Uluslararası nitelikli uyuşmazlıkların çözümünde de arabuluculuk çözüm yolu teşvik edilmeli, bunun için gerekli mekanizmalar oluşturulmalı, bu hizmetlerin yürütümünde üye devletler arasında işbirliği sağlanmalıdır.

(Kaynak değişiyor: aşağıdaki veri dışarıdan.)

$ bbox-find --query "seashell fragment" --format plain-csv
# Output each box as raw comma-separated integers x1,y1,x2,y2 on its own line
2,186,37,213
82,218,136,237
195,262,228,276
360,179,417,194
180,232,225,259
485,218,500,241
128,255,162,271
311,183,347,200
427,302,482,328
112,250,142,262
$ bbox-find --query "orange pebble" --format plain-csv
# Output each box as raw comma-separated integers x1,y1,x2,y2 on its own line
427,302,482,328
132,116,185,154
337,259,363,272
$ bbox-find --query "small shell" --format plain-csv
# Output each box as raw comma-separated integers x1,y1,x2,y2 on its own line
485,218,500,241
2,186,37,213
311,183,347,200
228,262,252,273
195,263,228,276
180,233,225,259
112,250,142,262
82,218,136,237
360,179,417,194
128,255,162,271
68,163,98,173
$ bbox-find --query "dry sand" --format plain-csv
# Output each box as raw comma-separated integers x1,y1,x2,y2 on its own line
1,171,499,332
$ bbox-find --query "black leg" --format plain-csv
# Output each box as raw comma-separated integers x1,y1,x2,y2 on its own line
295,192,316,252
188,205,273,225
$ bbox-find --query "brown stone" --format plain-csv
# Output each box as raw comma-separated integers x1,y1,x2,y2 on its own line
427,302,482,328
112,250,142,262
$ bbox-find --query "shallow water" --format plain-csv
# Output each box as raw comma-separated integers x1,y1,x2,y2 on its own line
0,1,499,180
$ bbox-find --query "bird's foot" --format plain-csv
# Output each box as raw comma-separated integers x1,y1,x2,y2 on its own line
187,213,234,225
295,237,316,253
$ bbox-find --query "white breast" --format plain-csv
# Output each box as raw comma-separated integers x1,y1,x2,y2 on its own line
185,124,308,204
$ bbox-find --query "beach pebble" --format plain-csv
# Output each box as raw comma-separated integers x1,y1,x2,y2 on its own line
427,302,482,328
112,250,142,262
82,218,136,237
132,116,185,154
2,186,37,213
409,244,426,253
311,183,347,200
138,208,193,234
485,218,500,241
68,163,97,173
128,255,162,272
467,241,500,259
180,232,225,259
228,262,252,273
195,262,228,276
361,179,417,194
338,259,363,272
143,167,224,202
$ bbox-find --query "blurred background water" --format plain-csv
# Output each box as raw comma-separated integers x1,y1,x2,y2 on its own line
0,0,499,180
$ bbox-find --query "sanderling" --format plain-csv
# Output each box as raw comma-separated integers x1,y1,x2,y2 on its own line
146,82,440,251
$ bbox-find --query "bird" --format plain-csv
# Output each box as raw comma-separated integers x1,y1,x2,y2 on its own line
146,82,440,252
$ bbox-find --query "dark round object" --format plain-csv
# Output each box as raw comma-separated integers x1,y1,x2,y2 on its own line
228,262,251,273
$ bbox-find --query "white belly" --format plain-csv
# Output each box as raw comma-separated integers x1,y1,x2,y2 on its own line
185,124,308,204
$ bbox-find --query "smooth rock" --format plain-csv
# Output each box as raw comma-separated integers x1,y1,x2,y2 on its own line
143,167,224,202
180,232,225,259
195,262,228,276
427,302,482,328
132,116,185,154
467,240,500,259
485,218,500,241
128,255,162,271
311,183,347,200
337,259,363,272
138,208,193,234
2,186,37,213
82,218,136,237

Tavsiye Kararı ile ilgili yorumlarda göze çarpan ve öze ilişkin önemli bir ifade, esasen arabuluculuk çözüm yolunun, tarafların ve genel anlamda toplumun ikili ilişkilerde yükümlülüklerinin bilincine varmaları ve irdelemeleri, bir yandan da uyuşmazlık ve dava meraklısı bir toplum yapısının önüne geçilebilmesi ve yargının iş yükünün azaltılması amacını güden bir sistem oluşudur. Bunun için de, bu çözüm

178 yolunu teşvik edici araçların bireyler, yargı prosedürü içerisinde görev alan kişiler ve Kurumlar nezdinde verimli şekilde kullanılması gerektiği belirtilmiştir ki bu da temel olarak, bu prosedürün ekonomik olarak da avantajlı olmasını ifade etmektedir. Pek çok usul hukuku sisteminde, uyuşmazlığın çapı dikkate alınmaksızın izlenmesi gerekli ve masraflı pek çok usuli işlem mevcut olup, arabuluculuk çözüm yolunun özellikle bu tür uyuşmazlıklar yönünden tercih edilen bir alternatif haline gelmesi amaçlanmaktadır.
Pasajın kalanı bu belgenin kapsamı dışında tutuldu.